My Christmas notebook, like everything else in my life seems to be, is a work in progress. It's full of ideas, lists, and organizational helps. It's helpful to have most of my Christmas planning in one place.
In the front, I have a section with Rudolph Day ideas that I printed out some time ago. I don't think I have actually ever done any of these things on a Rudolph Day (25th of each month) but I really intend to -- some one of these days. Here are a couple of ideas:
* Buy stocking stuffers
* Make tags/labels for homemade gift mixes
* Work on holiday scrapbook pages
* Try out a recipe you'd like to make at Christmastime.
You can see that there are simple things, like the above, which can be done all through the year to help prepare for Christmas.
In this section, I also have the monthly Rudolph Club meetings printed out. These contain wonderful ideas to do toward Christmas, every month of the year. One neat suggestion: buy canning jars in summer, during canning season, to use for gifts in a jar at Christmas. (I'm too frugal to do this, but I do save instant coffee jars all year round to use for the same purpose!) Another thought is that summer, when the pace of life is a little slower for most people, is a good time to craft for Christmas. One year, I made cross-stitched Christmas bread cloths for special gifts and worked on them while we were camping. It actually made me feel a little bit cooler!
In the next section, I have forms from Organized Christmas and FlyLady's Holiday Control Journal. Lots of helpful stuff there. I think I've shared before about the holiday baking planner -- very helpful indeed! The forms for Gifts to Make and Gifts to Purchase are invaluable, as is the Gift Closet Inventory and the Catalog Order Tracker. These are all things I use every year.
This past year I used the Room-by-Room Decor Planner from Organized Christmas to plan my decor, and then after the decorating was all done I made notes on this form of exactly where I put each item. For example -- Christmas tree -- picture window; lighted village -- under tree; creche -- on hutch, and so on. All the years of decorating tend to blur together after awhile, and so I think it's a great idea to keep track of what you did that worked well.

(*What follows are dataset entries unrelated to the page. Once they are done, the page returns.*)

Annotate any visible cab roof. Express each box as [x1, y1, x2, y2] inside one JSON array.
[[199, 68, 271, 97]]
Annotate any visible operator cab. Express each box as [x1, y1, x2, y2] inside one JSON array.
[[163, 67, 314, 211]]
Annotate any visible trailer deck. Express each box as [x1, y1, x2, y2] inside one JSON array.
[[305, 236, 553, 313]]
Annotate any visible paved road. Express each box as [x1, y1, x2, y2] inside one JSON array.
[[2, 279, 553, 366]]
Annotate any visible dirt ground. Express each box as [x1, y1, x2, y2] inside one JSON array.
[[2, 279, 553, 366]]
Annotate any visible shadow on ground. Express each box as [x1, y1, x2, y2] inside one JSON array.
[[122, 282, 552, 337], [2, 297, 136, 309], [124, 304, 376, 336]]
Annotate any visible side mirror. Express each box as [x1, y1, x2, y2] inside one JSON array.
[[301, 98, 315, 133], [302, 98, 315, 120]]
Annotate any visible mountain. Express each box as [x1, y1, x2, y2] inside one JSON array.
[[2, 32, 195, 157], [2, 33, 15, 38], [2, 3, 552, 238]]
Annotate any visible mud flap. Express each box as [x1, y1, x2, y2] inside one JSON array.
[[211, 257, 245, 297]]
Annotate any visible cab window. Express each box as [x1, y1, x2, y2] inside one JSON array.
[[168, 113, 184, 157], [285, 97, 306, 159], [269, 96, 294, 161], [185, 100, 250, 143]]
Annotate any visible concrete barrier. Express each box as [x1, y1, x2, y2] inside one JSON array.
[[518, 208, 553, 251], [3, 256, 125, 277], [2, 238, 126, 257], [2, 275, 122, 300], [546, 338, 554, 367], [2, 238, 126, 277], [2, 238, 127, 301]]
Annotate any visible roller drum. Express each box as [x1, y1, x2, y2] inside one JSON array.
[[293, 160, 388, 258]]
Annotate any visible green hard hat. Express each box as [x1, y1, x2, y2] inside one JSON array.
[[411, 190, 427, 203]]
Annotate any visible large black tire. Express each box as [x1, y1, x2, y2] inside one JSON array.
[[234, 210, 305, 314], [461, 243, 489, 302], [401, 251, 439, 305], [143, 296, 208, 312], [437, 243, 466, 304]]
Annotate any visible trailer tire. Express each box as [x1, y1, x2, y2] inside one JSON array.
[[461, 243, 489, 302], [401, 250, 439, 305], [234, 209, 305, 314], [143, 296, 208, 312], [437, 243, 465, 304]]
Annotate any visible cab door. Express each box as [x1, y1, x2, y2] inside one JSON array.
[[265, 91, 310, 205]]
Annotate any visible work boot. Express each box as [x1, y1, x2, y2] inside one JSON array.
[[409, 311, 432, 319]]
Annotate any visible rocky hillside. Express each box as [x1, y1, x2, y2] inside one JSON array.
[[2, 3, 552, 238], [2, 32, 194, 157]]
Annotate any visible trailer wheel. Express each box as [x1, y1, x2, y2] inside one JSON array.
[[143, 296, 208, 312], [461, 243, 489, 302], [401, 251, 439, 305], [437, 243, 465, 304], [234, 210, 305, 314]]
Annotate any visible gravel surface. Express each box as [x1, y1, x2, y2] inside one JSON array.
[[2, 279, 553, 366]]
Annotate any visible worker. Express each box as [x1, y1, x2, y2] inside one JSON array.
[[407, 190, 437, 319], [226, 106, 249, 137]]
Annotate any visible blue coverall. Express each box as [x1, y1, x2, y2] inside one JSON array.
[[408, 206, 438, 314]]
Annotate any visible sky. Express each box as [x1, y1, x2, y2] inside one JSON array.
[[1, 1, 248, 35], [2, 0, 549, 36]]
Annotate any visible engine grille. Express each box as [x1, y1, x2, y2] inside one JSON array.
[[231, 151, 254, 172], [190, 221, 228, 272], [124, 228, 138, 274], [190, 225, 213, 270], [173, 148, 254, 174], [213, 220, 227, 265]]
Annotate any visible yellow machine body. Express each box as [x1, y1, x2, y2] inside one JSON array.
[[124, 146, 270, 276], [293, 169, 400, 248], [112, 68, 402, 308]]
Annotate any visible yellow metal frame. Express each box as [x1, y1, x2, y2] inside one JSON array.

Organized Christmas also offers (in the Holiday Grand Plan) some thought-provoking questions to ask yourself as you begin to plan for Christmas. These can be found in "Week Two: Question Week" of the HGP. I found them very helpful.
Organized Christmas also has a After-Christmas debriefing form to fill out after Christmas to evaluate how things went, what worked, what didn't, and what you want to do differently in the coming year. This has been helpful to me.
Well, this is about all I have time to share for now. In the next few days I can share some of the other things that reside in my Christmas notebook. I recommend that if you think you'd like to plan better for Christmas 2007, you should take a look at Organized Christmas and print off some of the forms I've mentioned here. You'll be glad you did!